Atomic Blonde (2017)
Theron brilliant as action star of Atomic Blonde
It is not often that an actor is ushered into the pantheon of great action stars, on top of that, the list is infinitesimally small when it comes to women. All Hail, Charlize Theron. The film is based on a graphic novel called "The Coldest City" which has the fall of the Berlin Wall in 1989 as the backdrop to a spy thriller. The cool factor both in tone, in the illustrations, the Cold War itself are all filtered through to the film. It has a steely blue undertone, similar to the work of Michael Mann, which allows the city and the cast to somehow become a hyper-realised version of itself. David Leitch, who built his action chops as a stuntman for decades before breaking out as co-director of "John Wick", knows exactly what type of film he is making. Leitch borrows the tropes of the spy thriller but uses John Wick hyperviolence when the film ups a gear. However, as opposed to the Wick films there is an actual story, with a convoluted plot as befitting a spy thriller and here the film struggles at times.

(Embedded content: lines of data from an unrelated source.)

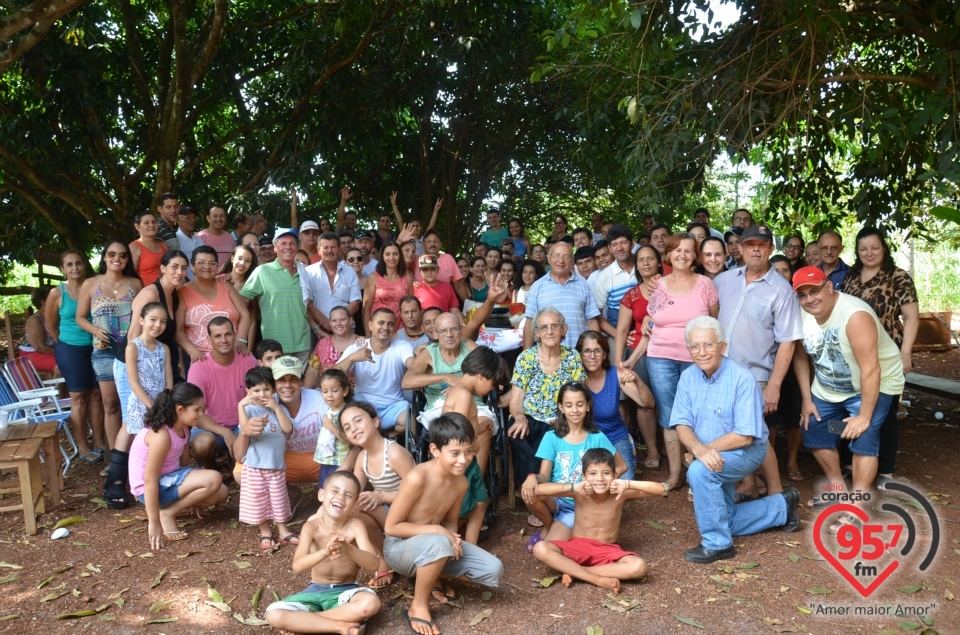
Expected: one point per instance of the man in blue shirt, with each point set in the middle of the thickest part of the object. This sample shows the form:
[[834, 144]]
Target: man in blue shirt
[[718, 414]]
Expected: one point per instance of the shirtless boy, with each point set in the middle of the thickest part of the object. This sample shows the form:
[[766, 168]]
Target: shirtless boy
[[421, 525], [333, 545], [482, 370], [592, 554]]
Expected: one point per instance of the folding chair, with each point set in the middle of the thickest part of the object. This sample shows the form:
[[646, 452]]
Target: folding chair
[[26, 383], [29, 411]]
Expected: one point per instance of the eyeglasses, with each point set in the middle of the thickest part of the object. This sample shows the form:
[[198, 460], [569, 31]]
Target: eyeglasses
[[549, 328], [814, 293]]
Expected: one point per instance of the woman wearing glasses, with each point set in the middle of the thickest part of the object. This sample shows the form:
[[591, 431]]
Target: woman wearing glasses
[[677, 298]]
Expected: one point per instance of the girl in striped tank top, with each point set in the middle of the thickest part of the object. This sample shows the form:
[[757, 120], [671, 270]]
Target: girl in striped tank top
[[382, 463]]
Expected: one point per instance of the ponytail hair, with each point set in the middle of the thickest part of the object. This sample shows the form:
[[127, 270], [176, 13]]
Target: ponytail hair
[[163, 412]]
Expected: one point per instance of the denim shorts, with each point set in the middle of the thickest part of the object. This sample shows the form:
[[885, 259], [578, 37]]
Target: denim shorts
[[170, 486], [102, 360], [221, 444], [818, 437], [76, 366]]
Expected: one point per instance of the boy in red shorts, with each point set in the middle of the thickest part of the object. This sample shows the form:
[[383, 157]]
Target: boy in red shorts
[[592, 554]]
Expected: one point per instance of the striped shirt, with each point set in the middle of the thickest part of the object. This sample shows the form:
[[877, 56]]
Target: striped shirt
[[283, 308], [574, 299], [610, 287], [729, 401]]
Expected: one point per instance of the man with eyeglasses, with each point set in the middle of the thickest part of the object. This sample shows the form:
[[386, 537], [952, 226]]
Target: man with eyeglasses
[[718, 415], [857, 374], [832, 265], [761, 317], [330, 283], [569, 294]]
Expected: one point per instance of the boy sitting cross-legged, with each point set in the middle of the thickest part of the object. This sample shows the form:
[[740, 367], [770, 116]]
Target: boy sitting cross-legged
[[333, 545], [592, 554], [421, 525]]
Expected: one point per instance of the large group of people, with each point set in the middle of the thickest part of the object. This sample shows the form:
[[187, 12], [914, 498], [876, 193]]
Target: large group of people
[[291, 357]]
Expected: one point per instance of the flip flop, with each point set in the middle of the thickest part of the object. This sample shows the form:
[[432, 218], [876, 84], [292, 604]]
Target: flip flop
[[534, 539], [92, 457], [269, 544], [405, 614], [373, 584]]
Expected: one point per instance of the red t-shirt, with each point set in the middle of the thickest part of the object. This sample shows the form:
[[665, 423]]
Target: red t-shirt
[[222, 386], [441, 296]]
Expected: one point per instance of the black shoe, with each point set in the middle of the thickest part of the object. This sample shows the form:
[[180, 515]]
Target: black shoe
[[792, 497], [702, 555]]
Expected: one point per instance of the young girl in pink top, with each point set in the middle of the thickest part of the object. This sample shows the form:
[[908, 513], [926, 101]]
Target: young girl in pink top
[[156, 456], [678, 298]]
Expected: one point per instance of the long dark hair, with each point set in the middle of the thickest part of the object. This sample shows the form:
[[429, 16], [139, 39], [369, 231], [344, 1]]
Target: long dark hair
[[129, 271], [518, 274], [560, 426], [401, 263], [886, 265], [163, 412]]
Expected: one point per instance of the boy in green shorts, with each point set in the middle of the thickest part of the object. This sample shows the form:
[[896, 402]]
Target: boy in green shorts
[[333, 545]]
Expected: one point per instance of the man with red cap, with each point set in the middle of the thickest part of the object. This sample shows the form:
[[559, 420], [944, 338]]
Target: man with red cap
[[857, 373]]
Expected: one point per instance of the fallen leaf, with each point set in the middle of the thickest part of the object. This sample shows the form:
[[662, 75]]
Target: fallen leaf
[[157, 580], [482, 615], [689, 622], [54, 596], [160, 605], [73, 520], [88, 613]]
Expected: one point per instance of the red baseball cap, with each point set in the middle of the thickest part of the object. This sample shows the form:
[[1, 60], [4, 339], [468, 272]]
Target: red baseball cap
[[808, 276]]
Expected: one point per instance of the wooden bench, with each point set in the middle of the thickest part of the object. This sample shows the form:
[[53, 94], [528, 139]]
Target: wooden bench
[[24, 456], [938, 386]]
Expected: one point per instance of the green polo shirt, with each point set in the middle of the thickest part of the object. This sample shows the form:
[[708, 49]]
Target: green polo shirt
[[283, 311]]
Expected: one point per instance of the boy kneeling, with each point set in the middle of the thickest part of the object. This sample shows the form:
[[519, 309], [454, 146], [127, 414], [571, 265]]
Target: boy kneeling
[[333, 545], [421, 525], [592, 554]]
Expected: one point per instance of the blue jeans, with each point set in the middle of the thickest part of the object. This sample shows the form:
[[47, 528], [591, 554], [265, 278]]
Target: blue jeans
[[718, 517], [664, 377], [626, 449], [817, 436]]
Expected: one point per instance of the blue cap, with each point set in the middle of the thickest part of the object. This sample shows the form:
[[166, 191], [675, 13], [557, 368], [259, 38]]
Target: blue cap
[[283, 231]]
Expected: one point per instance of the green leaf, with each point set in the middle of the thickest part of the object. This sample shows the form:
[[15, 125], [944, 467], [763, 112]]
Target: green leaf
[[688, 621]]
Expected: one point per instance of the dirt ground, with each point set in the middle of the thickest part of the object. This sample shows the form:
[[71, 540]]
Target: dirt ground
[[112, 570]]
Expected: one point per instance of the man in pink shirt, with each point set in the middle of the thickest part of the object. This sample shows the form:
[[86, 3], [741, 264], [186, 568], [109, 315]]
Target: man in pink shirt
[[449, 272], [216, 236], [220, 377]]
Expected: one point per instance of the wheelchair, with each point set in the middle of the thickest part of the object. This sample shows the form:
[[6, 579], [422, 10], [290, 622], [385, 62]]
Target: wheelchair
[[417, 442]]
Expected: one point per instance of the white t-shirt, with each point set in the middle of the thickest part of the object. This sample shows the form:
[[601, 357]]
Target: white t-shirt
[[379, 382]]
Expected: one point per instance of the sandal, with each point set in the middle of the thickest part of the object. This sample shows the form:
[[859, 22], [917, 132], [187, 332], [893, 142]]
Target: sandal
[[269, 545], [375, 582], [534, 539]]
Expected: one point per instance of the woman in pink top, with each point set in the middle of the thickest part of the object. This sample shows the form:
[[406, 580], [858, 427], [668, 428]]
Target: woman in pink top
[[678, 298], [388, 284], [203, 299]]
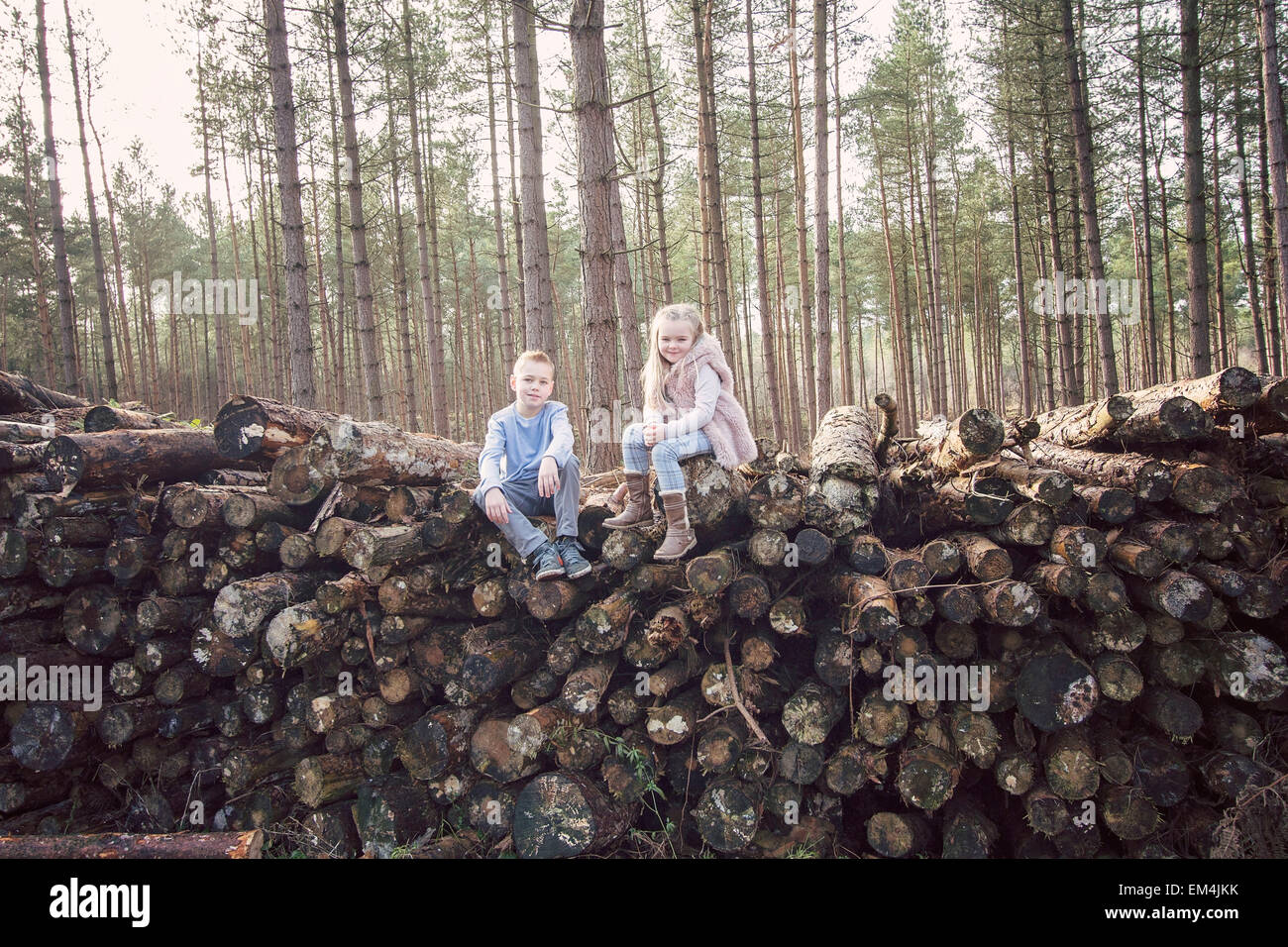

From the 80's soundtrack, to Charlize Theron's thigh high boots and McAvoy's punk buzz cut, this film nails the style of the graphic novel. It looks beautiful. Layered on top is the spy plotting but the cream are the action sequences. There is one scene in the middle of the film which runs for five or so minutes as one take ( sure there are some sneaky cuts) but it is impressive choreography and really levitates this film to the highest level of action films. The film is in every way Charlize Theron's as MI6's Lorraine Broughton. The training is evident in how her body looks and moves – all ivory skin, tendons and elbows. There is an intelligence akin to the Bourne films in how practical these amazing people are in using everything around them as a possible weapon. The cast elevates Theron with nice performances from James McAvoy as David Percival, the English head of the East Berlin office and superiors played by John Goodman and Toby Jones. The scene stealer is Sofia Boutella as the French operative, Delphine LaSalle but all fade around the Amazonian. SPOILERS
The film has attracted criticism for not making sense but I think once you piece together that Theron is a TRIPLE agent posing as a MI6 and KGB operative but actually working for the CIA it makes more sense. Broughton was in Berlin BEFORE the film began and kills Gascoigne (her lover) because he is close to getting the list of agents which lists her as Satchel and not only will it blow her cover but the CIA have ordered her to get it for them. This is not completely successful and I can understand people getting confused. A murky film can leave a bad taste but though the story could have been told better the film itself does make sense. There is no decision to be made here. If you like action films especially the Wick and Bourne universes then this film has to be seen. However, I would also argue that anyone looking for a different type of action hero should also check out the amazing work of Ms. Theron.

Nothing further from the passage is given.